Se tem aquele amigo que lhe diz que vive bem com cinco horas (ou menos) de sono sem grandes problemas, duvide: “O número de pessoas que vive bem com cinco ou menos horas de sono, expresso em percentagem da população e arredondado a um número inteiro é 0%.”
O estudo do sono é ainda uma ciência pouco explorada, mas Walker garante que pode ser a cura para muitos problemas: “Porque é que o nosso instinto, com uma gripe, é dormir? É o corpo a gritar por descanso. O descanso cura. Todos os animais o fazem, alguns durante meses, mas nós escolhemos estar acordados quando não devíamos”. A privação do sono resulta em distúrbios como insónias e, em alguns casos mais extremos, situações de apneia e paralisia do sono.
Que importância tem a fase de sono profundo? É que dormimos em ciclos de 90 minutos (uma hora e meia) e no final desses ciclos atingimos sempre a fase de sono profundo. Primeiro, temos o sono NREM (ou não-REM), e seguidamente o sono REM.
“Durante o sono NREM, o cérebro entra num padrão sincronizado e rítmico, quase de cântico”, diz Walker. “Há uma união fantástica em toda a superfície do cérebro. Os investigadores foram enganados durante muito tempo ao acharem que o sono era como um coma – não há maior mentira possível. Quando dormimos, grandes quantidades de memória estão a ser processadas.”
O investigador britânico explica que “para produzir tais ondas cerebrais”, milhares de milhões de células “cantam juntas, e depois entram em silêncio e etc, etc”. É nesse momento que todo o trabalho de processamento de memória e de informação e restauro é feito. E de repente o corpo entra numa fase de pouca energia, a pressão sanguínea mais baixa possível: sono REM, também referenciado como sono paradoxal, porque o cérebro entra num estado altamente ativo, semelhante ao de uma pessoa acordada. “O teu coração e sistema nervoso entram em picos de atividade: ainda não sabemos porquê”, explica Walker.

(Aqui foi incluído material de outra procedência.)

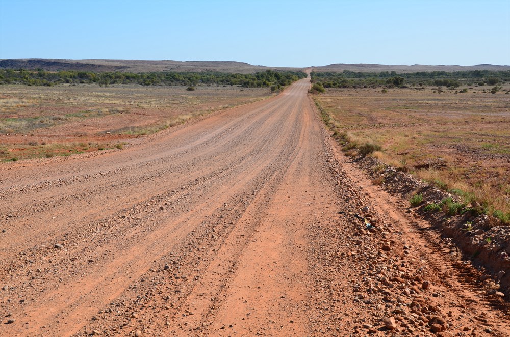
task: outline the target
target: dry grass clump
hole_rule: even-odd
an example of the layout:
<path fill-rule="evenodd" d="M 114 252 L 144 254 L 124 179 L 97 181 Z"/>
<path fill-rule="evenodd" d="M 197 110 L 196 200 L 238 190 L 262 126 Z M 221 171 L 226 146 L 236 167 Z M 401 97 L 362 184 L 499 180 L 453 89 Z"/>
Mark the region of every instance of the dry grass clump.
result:
<path fill-rule="evenodd" d="M 347 155 L 371 152 L 510 223 L 506 96 L 430 89 L 328 89 L 314 99 Z"/>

Contudo, dormir demais não é um mar de rosas. “Demasiada água mata, demasiada comida mata, demasiado sono deve, em última instância, matar. Acho que 14 horas [a dormir] é demasiado“.
A solução pode passar por implementar medidas em casa e no trabalho (e até a nível legal), sugere Walker.: “Temos alarmes para acordar. Não podemos ter alarmes para nos mandar para a cama? Devíamos pensar na meia-noite como o que ela é: o meio da noite. E não hora de estar nas redes sociais“.